We have a 3000 acre high country game ranch near Kurow in the lower South Island where we hunt for a number of species including massive red stag.All our hunters who choose to hunt in this area are well aware that this is a high fence situation and are very happy to hunt here as it is brush covered hill country and provides excellent and challenging hunting for several species.
We also have access to more than 250,000 acres of privately owned sheep and cattle ranch country in the Northern end of the South Island where we conduct TRUE free range hunting for many species including some of this countries largest wild, free ranging red stags.
There are no game ranches within hundreds of Kilometres of the remote ,mountainous areas we hunt and it is more than 500 Kilometres from our own game ranch.
Up until 6 years ago, the properties we hunt up there have not allowed any trophy hunting to take place for more than three decades prior to this and poor quality heads have been taken out and selective culls have taken place to manage the numbers and the quality of the animals.
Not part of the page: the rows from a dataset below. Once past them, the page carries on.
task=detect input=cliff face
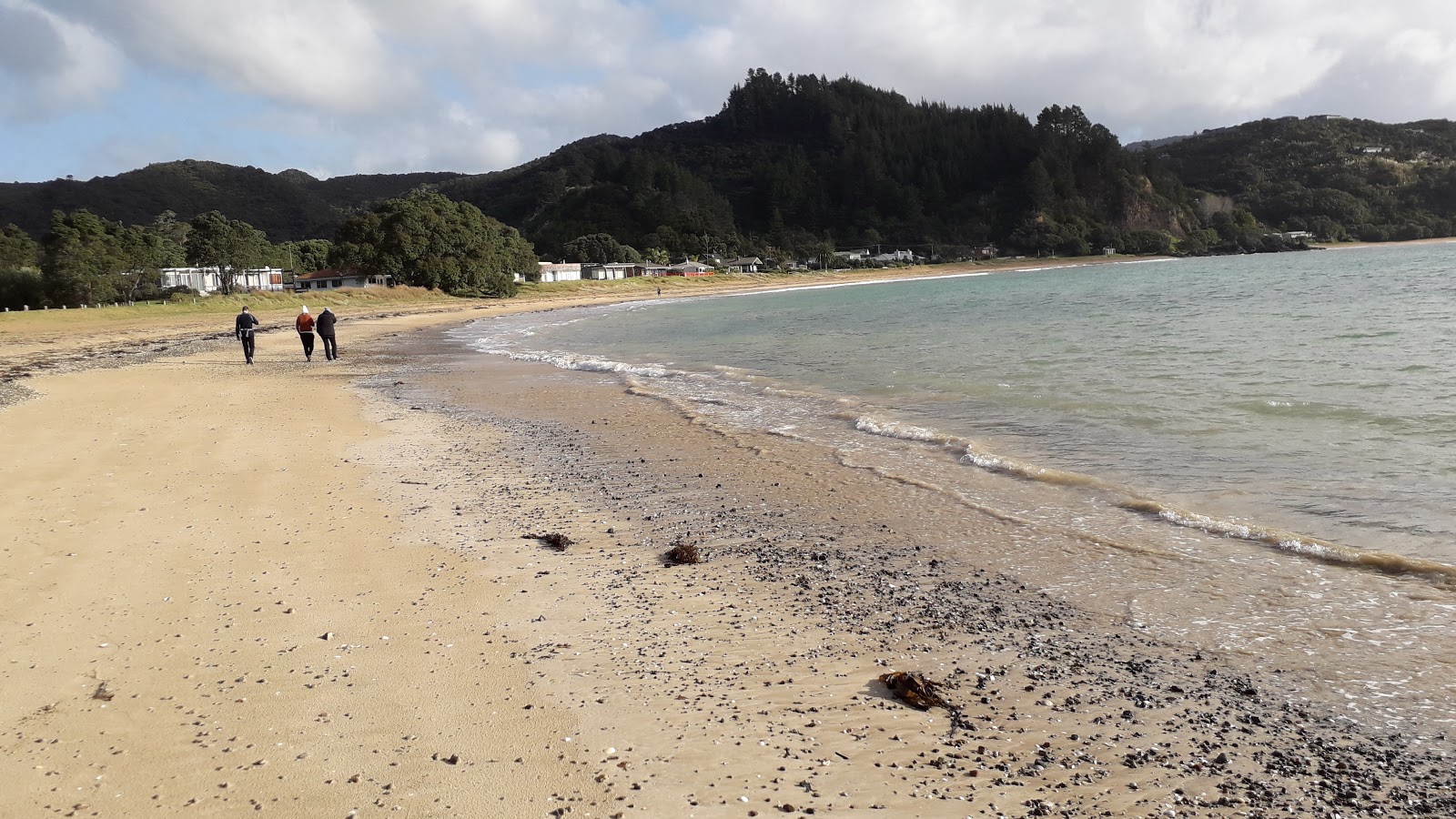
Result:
[1123,177,1188,233]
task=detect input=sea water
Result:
[460,243,1456,724]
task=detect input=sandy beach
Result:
[0,265,1456,817]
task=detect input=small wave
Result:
[1119,499,1456,586]
[854,415,956,444]
[505,351,675,379]
[1332,329,1400,339]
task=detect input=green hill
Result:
[0,75,1456,258]
[1145,116,1456,240]
[0,159,457,242]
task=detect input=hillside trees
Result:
[561,233,642,264]
[329,192,536,298]
[0,225,46,310]
[272,239,333,272]
[187,210,272,294]
[41,210,182,306]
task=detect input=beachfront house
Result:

There is an abundance of red deer in the region and on these properties they get to grow old and some grow very big.
I have included a link to a free range hunt we filmed last year on the same property so you can see the type of hunt we provide in this area. The hunter is Gene Gordner, a custom gun maker from Montana and he took a free range black powder world record at the time with his 10 bore flintlock. Kilimanjaro Rifles & New Zealand Red Stag - YouTube
There are sheep and cattle low fences on the properties as they are working sheep and cattle ranches. You will see this on the film but as you will know, all deer species are more than capable of leaping these 4 foot fences and they do so daily.

I agree with you that there is some misleading information out there surrounding free range hunting in New Zealand, especially with red stags and yes, it is very difficult to find a true free range red stag much bigger than 300 SCI. However, small numbers of very big free range stags do exist on a few large expanses of privately owned land where there is careful culling, very low hunting pressure and good quality sheep and cattle pasture is present for good nutrition. This is the case on the free range areas we hunt.

Mr Clyma, I take a lot of pride in my hunting business and am very pleased to have been able to provide such a great free range hunt for my friends and to take a genuine world record while doing so, was an unexpected but well earned reward for all involved.

If you would like to know more facts about free range or game ranch hunting in New Zealand, or even if you want to experience this adventure for yourself, please don't hesitate to contact me direct on info@newzealandtrophyhunting.com or awateresafaris@gmail.com.

Regards

Gus Bisset
Manager & Professional Hunter
New Zealand Trophy Hunting
NZ Trophy Hunting, deer, chamois, pig hunting in New Zealand back country


Im calling  Bullshit here.




> We also have access to more than 250,000 acres of privately owned sheep and cattle ranch country in the Northern end of the South Island where we conduct TRUE free range hunting for many species including some of this countries largest wild, free ranging red stags.
> There are no game ranches within hundreds of Kilometres of the remote ,mountainous areas we hunt and it is more than 500 Kilometres from our own game ranch.


Considering the size of the south island(800km long) there is not many places that are "hundreds of kilometers" from deer farms. pretty much every where is close to a deer farm some where.

----------


## Wirehunt

Anyone thought it might be an sci record for a woman?

----------


## kiwi39

> Apparently Barnes wasn't very happy with my or another guys comments about this head and have contacted the guide asking whether it really was "Free Range" This is what they posted.....


where did you make the comments ? Just curious ..

----------


## Bavarian_Hunter

It was on their Facebook page a while back. I don't understand how every yank that comes over thinks they're going to shoot a world record. I wonder how many world record heads are on walls in North America with a duped bloke who's paid thousands of dollars for thinking he/she's it and a bit.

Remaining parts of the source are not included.